ErwGr. 48

REG_2024_1348 · zur Einführung eines gemeinsamen Verfahrens für internationalen Schutz in der Union und zur Aufhebung der Richtlinie 2013/32/EU

Die Mitgliedstaaten sollten die Möglichkeit haben, den Antrag gemäß dem Konzept des sicheren Drittstaats als unzulässig zu betrachten, wenn für den Antragsteller die Möglichkeit besteht, einen wirksamen Schutz in einem Drittstaat zu beantragen und — sofern die Bedingungen erfüllt sind — zu erhalten, sein Leben und seine Freiheit aus Gründen der Rasse, der Religion, der Nationalität, der Zugehörigkeit zu einer bestimmten sozialen Gruppe oder der politischen Überzeugung nicht gefährdet sind, er weder verfolgt wird noch für ihn eine tatsächliche Gefahr besteht, einen ernsthaften Schaden im Sinne der Verordnung (EU) 2024/1347 zu erleiden, und wenn er vor Zurückweisung und Abschiebung geschützt ist, wenn diese einen Verstoß gegen das im Völkerrecht festgelegte Recht des Schutzes vor Folter und grausamer, unmenschlicher oder erniedrigender Behandlung oder Strafe darstellen.
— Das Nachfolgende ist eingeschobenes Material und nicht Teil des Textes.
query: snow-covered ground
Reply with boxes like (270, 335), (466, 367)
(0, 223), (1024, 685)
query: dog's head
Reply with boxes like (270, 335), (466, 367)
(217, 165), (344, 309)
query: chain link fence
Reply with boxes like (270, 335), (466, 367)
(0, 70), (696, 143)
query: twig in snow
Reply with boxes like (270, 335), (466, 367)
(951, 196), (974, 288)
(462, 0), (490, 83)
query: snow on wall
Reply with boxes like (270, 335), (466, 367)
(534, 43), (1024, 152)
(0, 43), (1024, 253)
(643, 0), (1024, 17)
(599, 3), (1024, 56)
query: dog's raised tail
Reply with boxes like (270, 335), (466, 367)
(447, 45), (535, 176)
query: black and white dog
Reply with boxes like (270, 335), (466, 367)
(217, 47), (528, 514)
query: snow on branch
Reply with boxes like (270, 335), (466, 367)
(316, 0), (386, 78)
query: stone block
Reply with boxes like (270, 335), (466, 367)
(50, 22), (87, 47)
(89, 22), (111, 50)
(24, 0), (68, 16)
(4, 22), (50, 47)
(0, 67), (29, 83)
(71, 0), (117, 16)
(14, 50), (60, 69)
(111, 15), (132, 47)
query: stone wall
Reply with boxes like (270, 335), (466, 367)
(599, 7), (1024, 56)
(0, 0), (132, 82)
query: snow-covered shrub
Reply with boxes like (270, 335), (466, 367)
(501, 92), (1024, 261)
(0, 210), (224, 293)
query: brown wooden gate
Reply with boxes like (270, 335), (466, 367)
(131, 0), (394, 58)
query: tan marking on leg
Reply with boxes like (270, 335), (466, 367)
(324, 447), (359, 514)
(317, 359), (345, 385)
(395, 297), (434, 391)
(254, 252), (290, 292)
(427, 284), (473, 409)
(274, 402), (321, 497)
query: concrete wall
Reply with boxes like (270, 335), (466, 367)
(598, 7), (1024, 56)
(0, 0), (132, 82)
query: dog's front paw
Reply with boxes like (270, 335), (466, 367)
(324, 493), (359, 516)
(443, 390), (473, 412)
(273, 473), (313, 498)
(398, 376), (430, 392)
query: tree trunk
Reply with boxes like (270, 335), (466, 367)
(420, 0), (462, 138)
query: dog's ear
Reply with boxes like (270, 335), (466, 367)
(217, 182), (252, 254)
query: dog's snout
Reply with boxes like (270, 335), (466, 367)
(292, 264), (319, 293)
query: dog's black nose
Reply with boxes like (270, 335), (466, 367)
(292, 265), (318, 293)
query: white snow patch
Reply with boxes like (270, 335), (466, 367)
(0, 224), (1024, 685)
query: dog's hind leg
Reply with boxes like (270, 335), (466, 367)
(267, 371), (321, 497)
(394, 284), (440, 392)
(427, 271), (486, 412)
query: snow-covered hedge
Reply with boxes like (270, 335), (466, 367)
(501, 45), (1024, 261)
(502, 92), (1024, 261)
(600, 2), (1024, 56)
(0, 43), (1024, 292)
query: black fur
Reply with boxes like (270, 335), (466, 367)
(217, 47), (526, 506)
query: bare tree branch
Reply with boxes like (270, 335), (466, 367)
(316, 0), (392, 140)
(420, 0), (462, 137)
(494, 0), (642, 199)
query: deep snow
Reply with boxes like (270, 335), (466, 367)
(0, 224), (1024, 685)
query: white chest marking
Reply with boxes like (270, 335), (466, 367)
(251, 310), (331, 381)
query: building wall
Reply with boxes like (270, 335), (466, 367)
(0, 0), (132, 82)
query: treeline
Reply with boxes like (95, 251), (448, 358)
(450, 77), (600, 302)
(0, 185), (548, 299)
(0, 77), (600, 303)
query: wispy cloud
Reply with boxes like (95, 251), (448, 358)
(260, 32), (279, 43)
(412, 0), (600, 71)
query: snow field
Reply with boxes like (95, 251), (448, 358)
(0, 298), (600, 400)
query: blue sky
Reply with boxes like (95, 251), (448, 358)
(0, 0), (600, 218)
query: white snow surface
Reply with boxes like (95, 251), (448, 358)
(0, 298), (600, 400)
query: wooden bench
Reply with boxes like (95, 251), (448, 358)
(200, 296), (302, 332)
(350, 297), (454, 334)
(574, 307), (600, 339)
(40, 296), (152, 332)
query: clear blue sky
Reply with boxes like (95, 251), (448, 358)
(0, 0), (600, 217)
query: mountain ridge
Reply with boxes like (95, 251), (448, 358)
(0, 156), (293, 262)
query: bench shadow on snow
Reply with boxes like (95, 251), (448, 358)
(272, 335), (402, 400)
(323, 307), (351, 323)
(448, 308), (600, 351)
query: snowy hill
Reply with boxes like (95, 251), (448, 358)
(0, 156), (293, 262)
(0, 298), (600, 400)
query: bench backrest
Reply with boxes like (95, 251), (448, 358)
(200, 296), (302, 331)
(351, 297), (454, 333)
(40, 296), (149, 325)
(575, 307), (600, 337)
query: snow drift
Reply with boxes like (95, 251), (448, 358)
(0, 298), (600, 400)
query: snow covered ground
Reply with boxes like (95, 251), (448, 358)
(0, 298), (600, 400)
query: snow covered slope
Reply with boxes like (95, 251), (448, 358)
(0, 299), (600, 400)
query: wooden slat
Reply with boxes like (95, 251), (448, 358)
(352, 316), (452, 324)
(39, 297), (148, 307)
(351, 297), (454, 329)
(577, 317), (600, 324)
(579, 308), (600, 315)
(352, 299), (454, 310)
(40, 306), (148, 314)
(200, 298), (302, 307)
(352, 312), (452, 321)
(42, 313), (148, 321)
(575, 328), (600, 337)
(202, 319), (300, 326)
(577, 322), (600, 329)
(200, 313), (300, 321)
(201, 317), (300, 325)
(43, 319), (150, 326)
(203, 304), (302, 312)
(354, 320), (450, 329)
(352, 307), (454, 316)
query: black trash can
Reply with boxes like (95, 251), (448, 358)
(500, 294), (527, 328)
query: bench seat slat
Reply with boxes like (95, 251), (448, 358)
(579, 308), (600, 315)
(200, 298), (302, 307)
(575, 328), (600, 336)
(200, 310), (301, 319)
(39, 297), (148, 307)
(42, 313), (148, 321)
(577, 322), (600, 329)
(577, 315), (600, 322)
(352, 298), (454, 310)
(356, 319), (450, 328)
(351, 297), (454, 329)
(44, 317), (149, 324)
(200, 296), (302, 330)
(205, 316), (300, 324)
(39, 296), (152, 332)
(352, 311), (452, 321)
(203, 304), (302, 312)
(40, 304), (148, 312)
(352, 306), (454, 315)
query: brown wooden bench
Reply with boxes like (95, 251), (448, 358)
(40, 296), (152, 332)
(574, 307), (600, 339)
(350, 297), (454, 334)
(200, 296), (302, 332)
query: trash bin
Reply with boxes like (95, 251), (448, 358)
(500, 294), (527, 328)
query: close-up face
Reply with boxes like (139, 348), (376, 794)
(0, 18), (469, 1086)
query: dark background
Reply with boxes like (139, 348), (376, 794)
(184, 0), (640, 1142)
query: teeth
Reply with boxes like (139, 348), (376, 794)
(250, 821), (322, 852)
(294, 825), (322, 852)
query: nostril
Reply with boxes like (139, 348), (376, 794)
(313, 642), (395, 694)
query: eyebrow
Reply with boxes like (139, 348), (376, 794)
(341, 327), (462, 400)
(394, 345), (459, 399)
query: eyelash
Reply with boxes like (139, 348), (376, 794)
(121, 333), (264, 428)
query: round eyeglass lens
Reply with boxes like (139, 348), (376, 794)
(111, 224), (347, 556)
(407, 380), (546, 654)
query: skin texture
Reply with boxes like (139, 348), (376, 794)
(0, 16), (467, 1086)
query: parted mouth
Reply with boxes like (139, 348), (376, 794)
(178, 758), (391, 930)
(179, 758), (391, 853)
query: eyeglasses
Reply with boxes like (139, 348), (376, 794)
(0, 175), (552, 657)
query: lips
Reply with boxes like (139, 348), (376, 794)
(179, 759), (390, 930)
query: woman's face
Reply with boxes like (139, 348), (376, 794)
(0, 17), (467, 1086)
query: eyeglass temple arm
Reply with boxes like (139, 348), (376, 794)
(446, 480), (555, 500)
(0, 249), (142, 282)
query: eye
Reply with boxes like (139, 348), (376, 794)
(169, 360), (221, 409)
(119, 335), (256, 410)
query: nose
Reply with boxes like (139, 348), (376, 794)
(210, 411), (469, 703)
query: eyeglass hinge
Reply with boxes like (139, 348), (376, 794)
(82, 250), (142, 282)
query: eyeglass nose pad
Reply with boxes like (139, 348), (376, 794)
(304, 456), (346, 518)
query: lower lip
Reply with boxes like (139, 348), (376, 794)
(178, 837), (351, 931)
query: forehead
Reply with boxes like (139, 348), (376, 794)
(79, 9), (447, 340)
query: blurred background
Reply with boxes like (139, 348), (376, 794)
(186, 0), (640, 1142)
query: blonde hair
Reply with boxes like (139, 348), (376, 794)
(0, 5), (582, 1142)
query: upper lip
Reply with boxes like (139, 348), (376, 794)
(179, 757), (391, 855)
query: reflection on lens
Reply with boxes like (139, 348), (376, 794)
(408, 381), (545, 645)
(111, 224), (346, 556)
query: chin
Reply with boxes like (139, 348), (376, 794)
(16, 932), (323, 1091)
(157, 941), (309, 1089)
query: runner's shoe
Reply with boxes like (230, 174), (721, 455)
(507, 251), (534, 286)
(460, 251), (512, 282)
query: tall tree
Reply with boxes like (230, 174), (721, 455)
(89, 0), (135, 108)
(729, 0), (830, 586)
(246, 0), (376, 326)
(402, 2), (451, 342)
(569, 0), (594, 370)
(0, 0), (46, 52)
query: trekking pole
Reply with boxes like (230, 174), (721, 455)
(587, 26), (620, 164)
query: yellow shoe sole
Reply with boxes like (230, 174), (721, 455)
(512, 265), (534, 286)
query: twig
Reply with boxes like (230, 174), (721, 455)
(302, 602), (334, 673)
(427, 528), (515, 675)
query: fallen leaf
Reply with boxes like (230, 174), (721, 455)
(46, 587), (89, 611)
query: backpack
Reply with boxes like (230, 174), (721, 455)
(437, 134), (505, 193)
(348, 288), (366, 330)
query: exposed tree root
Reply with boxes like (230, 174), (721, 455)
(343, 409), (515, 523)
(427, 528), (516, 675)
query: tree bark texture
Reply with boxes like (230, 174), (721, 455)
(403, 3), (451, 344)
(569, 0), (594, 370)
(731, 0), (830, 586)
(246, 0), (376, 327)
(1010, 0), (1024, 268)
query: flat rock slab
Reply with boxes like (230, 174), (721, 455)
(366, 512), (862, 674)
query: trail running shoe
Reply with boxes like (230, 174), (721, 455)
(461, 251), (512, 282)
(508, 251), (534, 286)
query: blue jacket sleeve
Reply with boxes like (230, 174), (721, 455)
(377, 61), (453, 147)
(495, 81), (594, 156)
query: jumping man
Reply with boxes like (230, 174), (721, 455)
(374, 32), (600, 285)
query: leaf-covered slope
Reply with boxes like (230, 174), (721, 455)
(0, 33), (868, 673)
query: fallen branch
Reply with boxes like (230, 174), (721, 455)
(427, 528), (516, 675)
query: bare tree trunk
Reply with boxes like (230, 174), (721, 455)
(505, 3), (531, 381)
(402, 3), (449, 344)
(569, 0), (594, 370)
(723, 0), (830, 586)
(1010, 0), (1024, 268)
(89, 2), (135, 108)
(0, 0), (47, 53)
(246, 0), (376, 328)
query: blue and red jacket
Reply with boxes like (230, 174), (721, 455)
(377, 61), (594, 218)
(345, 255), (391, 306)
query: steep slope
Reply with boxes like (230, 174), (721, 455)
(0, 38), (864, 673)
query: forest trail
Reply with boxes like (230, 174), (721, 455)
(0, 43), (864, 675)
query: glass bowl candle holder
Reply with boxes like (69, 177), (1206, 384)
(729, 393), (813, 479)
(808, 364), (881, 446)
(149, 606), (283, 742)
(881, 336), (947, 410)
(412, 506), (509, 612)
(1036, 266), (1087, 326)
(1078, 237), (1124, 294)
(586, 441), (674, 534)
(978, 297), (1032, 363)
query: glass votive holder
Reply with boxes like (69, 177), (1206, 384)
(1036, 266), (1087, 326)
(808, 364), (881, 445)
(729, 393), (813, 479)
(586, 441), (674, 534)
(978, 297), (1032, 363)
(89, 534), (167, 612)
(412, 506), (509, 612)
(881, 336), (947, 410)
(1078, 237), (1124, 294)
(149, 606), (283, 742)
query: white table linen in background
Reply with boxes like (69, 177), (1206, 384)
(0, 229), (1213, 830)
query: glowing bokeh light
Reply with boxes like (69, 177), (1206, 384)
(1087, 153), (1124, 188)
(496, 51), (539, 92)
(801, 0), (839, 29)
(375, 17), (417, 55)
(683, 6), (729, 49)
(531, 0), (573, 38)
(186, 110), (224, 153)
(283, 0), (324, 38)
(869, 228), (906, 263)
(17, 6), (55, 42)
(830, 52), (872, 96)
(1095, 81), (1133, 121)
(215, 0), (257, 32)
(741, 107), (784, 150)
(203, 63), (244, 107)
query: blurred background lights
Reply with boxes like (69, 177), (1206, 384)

Dennoch sollten die Asylbehörden der Mitgliedstaaten das Recht behalten, die Begründetheit eines Antrags zu prüfen, selbst wenn die Bedingungen für die Feststellung seiner Unzulässigkeit erfüllt sind, insbesondere im Falle, dass sie gemäß ihren nationalen Verpflichtungen dazu verpflichtet sind. Ein Mitgliedstaat sollte das Konzept des sicheren Drittstaats nur dann anwenden können, wenn zwischen dem Antragsteller und dem Drittstaat eine Verbindung besteht, aufgrund der es für den Antragsteller zumutbar wäre, dass er sich in diesen Staat begibt. Die Verbindung zwischen dem Antragsteller und dem sicheren Drittstaat könnte insbesondere dann als erwiesen angesehen werden, wenn sich Familienangehörige des Antragstellers in diesem Staat aufhalten oder der Antragsteller in diesem Staat niedergelassen war oder sich dort aufgehalten hat.